François-Charles Wolff
pp. 271–316
AbstractFR:
Cet article apporte un éclairage sur la prise de décision dans la famille, dans le domaine des transferts versés par les enfants adultes à leurs parents âgés. D’un côté, un enfant doit composer avec son éventuel conjoint pour s’occuper de ses parents et beaux-parents. De l’autre, chaque enfant peut compter sur un éventuel soutien de ses frères et soeurs pour la prise en charge des ascendants. Nous cherchons ici à savoir dans quelle mesure il importe de prendre en compte ces effets de fratrie pour comprendre les solidarités ascendantes. Nous examinons l’existence d’éventuels arrangements intrafamiliaux à partir de l’enquête MHSS réalisée en 1996 au Bangladesh. Nos résultats économétriques pour les transferts ascendants indiquent que les comportements des frères et soeurs ne sont pas indépendants les uns des autres.
EN:
This paper sheds light on the decision-making process within the family and deals with private transfers given by adult children to their elderly parents.
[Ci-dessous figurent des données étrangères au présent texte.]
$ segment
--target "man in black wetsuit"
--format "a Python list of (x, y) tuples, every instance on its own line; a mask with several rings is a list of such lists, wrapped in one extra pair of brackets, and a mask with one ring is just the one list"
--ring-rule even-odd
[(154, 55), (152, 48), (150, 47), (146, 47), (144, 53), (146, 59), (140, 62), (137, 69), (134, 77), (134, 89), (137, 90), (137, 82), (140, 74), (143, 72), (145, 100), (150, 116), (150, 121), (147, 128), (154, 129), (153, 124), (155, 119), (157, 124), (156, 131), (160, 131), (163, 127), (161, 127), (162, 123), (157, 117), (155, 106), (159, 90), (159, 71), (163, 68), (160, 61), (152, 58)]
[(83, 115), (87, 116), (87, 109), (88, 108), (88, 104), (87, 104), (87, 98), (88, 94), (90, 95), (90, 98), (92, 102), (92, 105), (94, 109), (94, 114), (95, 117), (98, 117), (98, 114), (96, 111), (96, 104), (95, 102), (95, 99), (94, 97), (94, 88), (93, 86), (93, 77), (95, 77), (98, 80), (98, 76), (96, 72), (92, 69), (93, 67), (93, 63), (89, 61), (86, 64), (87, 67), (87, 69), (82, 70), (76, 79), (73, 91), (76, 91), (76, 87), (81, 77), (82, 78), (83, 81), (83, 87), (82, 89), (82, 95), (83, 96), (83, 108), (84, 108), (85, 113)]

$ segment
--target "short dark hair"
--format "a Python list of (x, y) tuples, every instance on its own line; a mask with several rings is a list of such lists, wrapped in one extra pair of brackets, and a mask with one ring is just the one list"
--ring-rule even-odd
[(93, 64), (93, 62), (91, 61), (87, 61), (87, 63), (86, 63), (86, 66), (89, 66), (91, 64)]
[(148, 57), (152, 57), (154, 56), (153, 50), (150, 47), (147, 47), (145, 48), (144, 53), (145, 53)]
On the one hand, each child has to bargain with his/her spouse to care for parents and parents-in-law. On the other hand, each child may rely on a potential support from other siblings when helping the parents. We wonder here whether it matters to account for arrangements between siblings to explain the pattern of upstream transfers. We examine the possibility of intra-family arrangements using the MHSS survey conducted in 1996 in Bangladesh. Our econometric results show that the transfer decisions of the various siblings are not independent from each other.